Courtemanche created Procore in 2002 thanks to a diverse set of personal interests and skillsets, as well as circumstances.
He began working on construction sites in the eighth grade with an afterschool job and kept at it for years. He eventually dropped out of college and went to work as a real estate developer. When the economy stumbled in 1993, he went back to school and wound up working in software, building programs for Fortune 500 companies and consulting.
Then, he says, one day his wife decided they were going to move about 320 miles south from San Francisco to Santa Barbara. They bought a house and then bulldozed it. “So now we had to build a house,” says Courtemanche.
Despite what he says is a love for construction and knowledge of technology, he describes the process of building the house on their own as “literally chaos.”
“I raised probably $5 million in the early years of investor money from people who had just gone through a home build where they almost got divorced. And they're like, ‘if you can, fix this problem.’”
In February, Procore, publicly traded on the NYSE, reported annual revenue for 2022 rose 40% to $720 million. In its earnings report, the company also said in the final quarter of the year it added 402 customers, bringing the total to 14,488. The company also said it had 3,568 full-time employees, a 24% increase from 2021.
Courtemanche says one of the keys to staying ahead in a competitive industry is visits to worksites, which he tries to do at least twice a month. These visits are an important part of what the company does because they help him and his employees better understand what clients need. And they are an opportunity to get direct feedback from the crews — the people on the job site every day.
Talking to them about how the products work, asking questions and finding out what they’d like to see improved gives Courtemanche a better understanding of how to address any problems they may be having and how to make the product better.
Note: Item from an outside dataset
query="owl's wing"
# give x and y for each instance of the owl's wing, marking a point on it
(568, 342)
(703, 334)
The visits “give me some kind of telemetry as to what we should be thinking about,” Courtemanche adds.
During the March 20 visit in Tampa, Courtemanche was accompanied by nearly a dozen company executives ranging from people on the sales team to the new CMO, Sarah Hodges.
They were there to tour the construction site of Parc Madison, a luxury high rise being built on the site of a former fuel storage facility in the city’s Channel District, just east of downtown.
Construction is about a year away from conclusion and crews have built several floors, a concrete outline of what’s to come. Inside, or what passes for inside at this point in the process, the apartments themselves are husks really, rough but distinctive frameworks for what will soon likely be among the priciest rentals in Tampa.
They were shown around the site by employees of Kast Construction, the company charged with putting up the building.
Courtemanche peppered them with questions, talking about both his company’s product and supply issues. He learned Kast prepared for shortages by buying some materials, including elevators, early, but delays remain, such as in getting concrete.
Senior project manager Jose Romulton and senior superintendent Brian Proell talked to Courtemanche about their careers in construction. They next talked about the project, and then discussed the scheduling function on Procore’s system.
Romulton says it’s hard to imagine managing a project with the complexities of Parc Madison without the software anymore. What used to take hours, can now be done in almost no time, he says.
That’s exactly what Courtemanche wanted to hear. Not because he wanted his product praised — the bottom line does that. But because it’s critical for Procore’s employees to hear firsthand from the people who use the product on a daily basis.
“We try to get every employee to a job site because it creates empathy, right?” he says.
“It's really easy as a software company to become kind of disassociated from your end user. If you're a software engineer, or an accountant, or something, you just don't see the customer. We've learned over the years that the more interpersonal relations that we create, the more empathy is generated, the more engaged the employees are around the purpose of the business.”